Alex, un inmaduro crónico –no es casual que Ivona reciba su nombre de Yvonne, princesa de Borgoña, la obra de teatro de Gombrowicz: el escritor de la inmadurez por excelencia–, busca en cambio algo cercano a una arquitectura emocional, memoriosa, melancólica (de ahí la aparente cercanía con Rossi). En el pasaje citado al principio, el narrador de la novela describe su método, un espacio interior que se proyecta hacia el exterior. Es, en el fondo, la metáfora de una vieja fantasía pequeñoburguesa: la búsqueda de la autenticidad, la creencia de que el verdadero yo acecha detrás de la fachada, de que no somos necesariamente lo que dejamos ver. Esa ilusión lo ata a Ivona, cuya sumisión le permite poner en funcionamiento sus deseos reprimidos, fundamentalmente el de dominación. La descripción del dormitorio de la polaca, cuando se reencuentra con ella luego de años de no verla, es significativa: «Las cortinas estaban echadas, y tardé unos instantes en reconocer a Ivona en medio de aquella penumbra. Estaba sentada en una poltrona junto a la ventana. También esa habitación parecía estar atestada de cosas. El aire olía a rancio, y hacía demasiado calor». No hay, ahí, otra cosa que lo siniestro, tal como lo entendía Freud y como lo ha estudiado Anthony Vidler en la arquitectura: el redescubrimiento de algo familiar que ha sido reprimido, el incómodo reconocimiento de la presencia de una ausencia. Alex vive un permanente malestar, se siente ajeno a la vida que ha elegido. De ahí que, a pesar de tener posiciones tímidamente socialdemócratas, sus suegros sospechen de él, acusándolo de «socialista». 
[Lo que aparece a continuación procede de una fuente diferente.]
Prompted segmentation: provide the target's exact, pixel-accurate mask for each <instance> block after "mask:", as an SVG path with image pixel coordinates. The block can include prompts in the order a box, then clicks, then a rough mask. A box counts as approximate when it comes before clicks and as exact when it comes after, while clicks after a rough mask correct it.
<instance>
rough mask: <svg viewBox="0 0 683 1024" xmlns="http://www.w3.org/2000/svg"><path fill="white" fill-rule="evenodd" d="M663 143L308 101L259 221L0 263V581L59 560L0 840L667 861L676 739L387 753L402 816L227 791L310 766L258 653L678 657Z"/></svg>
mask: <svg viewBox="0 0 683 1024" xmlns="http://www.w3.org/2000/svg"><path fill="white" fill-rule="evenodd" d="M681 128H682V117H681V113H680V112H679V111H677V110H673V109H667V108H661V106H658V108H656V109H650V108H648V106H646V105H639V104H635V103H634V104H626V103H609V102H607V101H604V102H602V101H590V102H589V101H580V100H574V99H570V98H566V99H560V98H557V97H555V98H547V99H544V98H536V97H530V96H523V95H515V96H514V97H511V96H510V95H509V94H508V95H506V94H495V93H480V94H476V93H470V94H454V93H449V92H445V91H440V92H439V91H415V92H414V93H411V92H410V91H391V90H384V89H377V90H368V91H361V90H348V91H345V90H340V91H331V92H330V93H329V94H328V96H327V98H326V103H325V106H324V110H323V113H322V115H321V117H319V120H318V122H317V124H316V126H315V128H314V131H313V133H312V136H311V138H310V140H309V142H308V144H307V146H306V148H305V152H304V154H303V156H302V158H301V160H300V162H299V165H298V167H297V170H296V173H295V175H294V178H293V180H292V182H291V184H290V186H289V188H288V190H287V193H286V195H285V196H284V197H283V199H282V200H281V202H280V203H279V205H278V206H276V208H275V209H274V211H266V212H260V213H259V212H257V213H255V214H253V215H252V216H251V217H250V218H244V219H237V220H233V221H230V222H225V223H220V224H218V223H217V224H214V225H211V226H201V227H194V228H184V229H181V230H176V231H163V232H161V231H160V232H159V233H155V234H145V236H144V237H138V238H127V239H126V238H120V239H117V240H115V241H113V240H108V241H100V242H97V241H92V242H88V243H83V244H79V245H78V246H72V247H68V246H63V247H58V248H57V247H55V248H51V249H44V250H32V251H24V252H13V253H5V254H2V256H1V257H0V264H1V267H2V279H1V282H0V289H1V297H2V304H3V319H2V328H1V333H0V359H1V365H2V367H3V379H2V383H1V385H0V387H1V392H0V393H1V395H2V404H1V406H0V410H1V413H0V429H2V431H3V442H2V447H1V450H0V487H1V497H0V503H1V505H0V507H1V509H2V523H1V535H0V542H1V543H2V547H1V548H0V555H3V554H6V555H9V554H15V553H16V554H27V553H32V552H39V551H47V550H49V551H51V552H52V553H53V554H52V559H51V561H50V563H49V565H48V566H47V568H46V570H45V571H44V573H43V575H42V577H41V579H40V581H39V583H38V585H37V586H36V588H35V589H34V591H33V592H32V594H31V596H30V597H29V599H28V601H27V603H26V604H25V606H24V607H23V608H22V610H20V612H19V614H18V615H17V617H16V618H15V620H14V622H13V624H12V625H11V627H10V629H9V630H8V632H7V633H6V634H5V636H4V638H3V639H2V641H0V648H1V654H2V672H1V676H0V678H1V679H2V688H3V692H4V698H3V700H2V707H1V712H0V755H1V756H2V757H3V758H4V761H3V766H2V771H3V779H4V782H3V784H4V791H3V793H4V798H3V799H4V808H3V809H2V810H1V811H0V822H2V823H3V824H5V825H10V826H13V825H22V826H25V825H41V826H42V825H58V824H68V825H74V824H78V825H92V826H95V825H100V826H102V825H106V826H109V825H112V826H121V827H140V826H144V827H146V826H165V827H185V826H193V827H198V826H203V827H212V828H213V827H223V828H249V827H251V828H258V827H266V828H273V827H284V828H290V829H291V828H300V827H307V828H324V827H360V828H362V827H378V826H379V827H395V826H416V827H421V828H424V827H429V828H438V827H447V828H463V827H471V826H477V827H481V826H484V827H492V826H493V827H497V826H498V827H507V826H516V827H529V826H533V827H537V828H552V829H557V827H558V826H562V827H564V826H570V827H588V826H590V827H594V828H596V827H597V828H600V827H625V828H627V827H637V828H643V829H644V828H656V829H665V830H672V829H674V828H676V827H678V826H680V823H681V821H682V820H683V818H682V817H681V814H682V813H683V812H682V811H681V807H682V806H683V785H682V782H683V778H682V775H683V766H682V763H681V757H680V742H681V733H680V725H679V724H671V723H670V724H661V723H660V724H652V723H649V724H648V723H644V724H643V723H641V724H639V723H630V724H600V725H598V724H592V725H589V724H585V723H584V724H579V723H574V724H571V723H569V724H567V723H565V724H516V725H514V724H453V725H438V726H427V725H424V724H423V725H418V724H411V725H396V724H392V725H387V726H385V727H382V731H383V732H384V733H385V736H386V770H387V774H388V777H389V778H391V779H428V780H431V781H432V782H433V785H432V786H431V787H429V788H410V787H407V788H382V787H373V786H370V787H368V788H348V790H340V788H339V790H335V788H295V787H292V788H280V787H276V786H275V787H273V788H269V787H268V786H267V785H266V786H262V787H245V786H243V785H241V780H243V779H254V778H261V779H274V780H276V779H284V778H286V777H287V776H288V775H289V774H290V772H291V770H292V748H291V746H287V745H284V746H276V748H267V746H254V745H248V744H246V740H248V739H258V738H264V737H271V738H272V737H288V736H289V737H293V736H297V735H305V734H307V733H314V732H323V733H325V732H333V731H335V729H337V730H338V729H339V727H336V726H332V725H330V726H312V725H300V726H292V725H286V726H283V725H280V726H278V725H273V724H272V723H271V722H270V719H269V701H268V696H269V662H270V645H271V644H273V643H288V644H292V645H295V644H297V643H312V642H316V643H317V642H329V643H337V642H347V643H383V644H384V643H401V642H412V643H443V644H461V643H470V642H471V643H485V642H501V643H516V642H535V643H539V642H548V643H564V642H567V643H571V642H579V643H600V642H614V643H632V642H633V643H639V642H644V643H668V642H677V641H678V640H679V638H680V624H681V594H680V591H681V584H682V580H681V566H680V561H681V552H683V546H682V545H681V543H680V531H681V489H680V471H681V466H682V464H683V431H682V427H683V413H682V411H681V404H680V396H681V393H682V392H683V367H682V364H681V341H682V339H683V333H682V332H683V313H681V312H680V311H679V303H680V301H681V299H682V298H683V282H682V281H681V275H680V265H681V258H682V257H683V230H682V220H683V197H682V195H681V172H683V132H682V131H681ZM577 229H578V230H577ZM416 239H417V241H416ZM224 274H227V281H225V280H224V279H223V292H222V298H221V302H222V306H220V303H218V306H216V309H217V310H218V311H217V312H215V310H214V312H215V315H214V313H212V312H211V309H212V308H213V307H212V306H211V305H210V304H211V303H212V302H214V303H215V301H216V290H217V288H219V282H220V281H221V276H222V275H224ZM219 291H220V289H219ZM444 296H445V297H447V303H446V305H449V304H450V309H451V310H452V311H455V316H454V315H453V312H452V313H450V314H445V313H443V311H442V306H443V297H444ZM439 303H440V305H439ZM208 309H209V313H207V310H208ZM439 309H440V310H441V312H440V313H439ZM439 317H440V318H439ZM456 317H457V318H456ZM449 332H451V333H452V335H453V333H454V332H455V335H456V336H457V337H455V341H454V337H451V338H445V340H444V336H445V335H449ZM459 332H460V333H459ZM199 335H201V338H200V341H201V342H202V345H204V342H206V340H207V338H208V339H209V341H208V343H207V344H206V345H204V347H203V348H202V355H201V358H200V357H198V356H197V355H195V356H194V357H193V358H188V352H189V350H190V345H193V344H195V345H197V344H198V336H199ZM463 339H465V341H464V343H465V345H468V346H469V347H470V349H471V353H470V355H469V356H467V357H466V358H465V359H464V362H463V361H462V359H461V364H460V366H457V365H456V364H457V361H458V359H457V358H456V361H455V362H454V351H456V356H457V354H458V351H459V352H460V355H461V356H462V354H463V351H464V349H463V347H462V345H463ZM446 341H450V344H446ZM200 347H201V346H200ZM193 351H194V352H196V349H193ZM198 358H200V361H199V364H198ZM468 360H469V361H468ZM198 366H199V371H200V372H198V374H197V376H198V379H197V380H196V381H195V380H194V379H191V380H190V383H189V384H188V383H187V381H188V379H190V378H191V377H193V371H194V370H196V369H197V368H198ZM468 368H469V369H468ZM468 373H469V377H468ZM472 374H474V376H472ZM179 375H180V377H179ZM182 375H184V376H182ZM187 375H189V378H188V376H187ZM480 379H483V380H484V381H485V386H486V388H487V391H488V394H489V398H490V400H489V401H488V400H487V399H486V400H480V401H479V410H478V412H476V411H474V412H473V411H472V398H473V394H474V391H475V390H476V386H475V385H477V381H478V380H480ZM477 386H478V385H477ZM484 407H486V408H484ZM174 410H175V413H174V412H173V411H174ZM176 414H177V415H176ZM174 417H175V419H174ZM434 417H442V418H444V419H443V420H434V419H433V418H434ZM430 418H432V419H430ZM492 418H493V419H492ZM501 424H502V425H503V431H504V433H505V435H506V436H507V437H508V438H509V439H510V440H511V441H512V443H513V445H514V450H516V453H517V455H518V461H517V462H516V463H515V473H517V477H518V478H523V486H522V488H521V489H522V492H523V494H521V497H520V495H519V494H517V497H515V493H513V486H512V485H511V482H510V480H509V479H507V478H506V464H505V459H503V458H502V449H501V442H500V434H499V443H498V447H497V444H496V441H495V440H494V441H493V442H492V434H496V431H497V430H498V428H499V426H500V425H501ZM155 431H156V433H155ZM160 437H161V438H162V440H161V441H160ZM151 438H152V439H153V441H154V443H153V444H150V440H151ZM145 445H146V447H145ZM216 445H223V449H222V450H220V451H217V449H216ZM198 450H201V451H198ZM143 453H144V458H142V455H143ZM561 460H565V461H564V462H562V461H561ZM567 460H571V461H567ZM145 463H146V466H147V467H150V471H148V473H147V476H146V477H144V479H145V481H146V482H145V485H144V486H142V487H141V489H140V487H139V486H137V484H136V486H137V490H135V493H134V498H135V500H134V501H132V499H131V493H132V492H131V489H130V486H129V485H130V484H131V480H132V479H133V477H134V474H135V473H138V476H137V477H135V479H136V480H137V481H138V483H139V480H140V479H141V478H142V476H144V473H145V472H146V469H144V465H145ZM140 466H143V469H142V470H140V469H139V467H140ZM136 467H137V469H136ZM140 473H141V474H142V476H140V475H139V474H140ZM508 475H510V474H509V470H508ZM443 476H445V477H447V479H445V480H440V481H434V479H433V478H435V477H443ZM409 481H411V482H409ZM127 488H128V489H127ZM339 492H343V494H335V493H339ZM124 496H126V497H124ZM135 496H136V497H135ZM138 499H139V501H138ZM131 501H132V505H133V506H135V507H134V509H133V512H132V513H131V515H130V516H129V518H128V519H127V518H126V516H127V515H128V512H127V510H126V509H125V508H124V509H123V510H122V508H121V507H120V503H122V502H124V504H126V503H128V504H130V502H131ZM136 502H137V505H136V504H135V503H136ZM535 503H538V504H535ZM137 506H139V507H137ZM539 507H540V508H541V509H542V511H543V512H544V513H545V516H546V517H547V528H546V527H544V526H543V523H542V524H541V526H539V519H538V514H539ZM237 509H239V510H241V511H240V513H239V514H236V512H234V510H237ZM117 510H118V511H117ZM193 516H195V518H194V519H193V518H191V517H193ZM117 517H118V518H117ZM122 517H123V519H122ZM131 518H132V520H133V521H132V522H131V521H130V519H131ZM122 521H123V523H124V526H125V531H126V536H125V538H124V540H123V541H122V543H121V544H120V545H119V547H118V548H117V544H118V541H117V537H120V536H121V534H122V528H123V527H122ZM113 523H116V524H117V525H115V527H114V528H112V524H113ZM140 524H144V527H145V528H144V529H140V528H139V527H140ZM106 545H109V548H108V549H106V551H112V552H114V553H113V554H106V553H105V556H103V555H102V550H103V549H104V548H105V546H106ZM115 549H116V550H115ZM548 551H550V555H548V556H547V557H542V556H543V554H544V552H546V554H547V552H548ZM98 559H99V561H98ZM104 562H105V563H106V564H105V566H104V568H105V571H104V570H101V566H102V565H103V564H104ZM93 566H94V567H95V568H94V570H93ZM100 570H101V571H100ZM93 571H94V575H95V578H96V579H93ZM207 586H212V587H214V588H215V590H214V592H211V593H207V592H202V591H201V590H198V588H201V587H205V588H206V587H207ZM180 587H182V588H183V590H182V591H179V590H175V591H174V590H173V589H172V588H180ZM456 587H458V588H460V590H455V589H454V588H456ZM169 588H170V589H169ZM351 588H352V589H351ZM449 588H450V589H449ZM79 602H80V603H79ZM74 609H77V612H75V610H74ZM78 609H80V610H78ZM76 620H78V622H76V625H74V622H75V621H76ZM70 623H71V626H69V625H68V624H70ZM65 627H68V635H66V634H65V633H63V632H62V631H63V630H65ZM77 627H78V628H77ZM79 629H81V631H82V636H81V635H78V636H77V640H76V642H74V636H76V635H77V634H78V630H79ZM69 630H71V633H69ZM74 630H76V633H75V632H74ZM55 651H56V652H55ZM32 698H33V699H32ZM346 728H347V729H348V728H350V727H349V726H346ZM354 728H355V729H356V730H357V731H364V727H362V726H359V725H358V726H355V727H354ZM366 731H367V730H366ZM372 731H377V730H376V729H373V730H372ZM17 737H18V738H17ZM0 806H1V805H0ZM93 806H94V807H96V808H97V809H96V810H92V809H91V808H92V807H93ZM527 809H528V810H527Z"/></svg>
En un momento de Siete años (traducida por José Aníbal Campos para Acantilado), cuando Sonja pregunta a Alex qué tiene contra Le Corbusier, éste responde: «Nada […]; sencillamente no me gusta. Sus obras tienen algo prepotente. Siempre tengo la sensación de que me quieren convertir en una persona ideal». Cuando, al final de la carrera, ambos viajan a Marsella para conocer la célebre Unidad Habitacional, la Cité Radieuse, Alex imagina una vida ordenada y tradicional, la vida que, de algún modo, tendrá: «Me estiré en el sofá e imaginé cómo sería vivir con Sonja en la Cité Radieuse. Tendríamos dos hijos, un niño y una niña; desayunaríamos juntos y llevaríamos a los niños a la guardería, y nosotros nos iríamos a nuestro estudio en el centro de la ciudad, donde trabajaríamos en proyectos de viviendas sociales. Era un enorme estudio en el centro de la ciudad, luminoso y con grandes mesas sobre las que había planos y maquetas de cartón blanco y “máquinas para vivir” por todas partes». Entre la posibilidad de ser quien cree que es, con Ivona, y la vida “ideal” corbusieriana, con Sonja, Alex elige inicialmente la segunda, pero terminará, en la tradición burguesa, formando un triángulo amoroso. Tendrá una hija con Ivona, y se la arrebatará para criarla con Sonja. Ya se sabe: en Europa sólo los inmigrantes son capaces de procrear. 

Arquitectura o revolución, daba a elegir Le Corbusier al promediar los años veinte, pero en 1931, junto a Pierre Jeanneret, participaría en el concurso para la construcción del Palacio de los Soviets. ¿Arquitectura y revolución, entonces? Lo que Stamm (Weinfelden, 1963) permite ver es el papel histórico de la disciplina: formalizar las relaciones de poder existentes. La tensión entre Le Corbusier y Rossi no es otra que la de modernismo y posmodernismo, entre la confianza plena en el progreso y la creencia de que la historia ofrece un repertorio de formas que pueden ser utilizadas en un presente perpetuo. El modernismo, a pesar de sus patologías, albergaba un potencial emancipador. El posmodernismo, incluso en su desarrollo posterior, no historicista, no se hace ilusiones: articula como puede la contradicción que implica buscar formas novedosas para ciudades degradadas por la lógica del capital.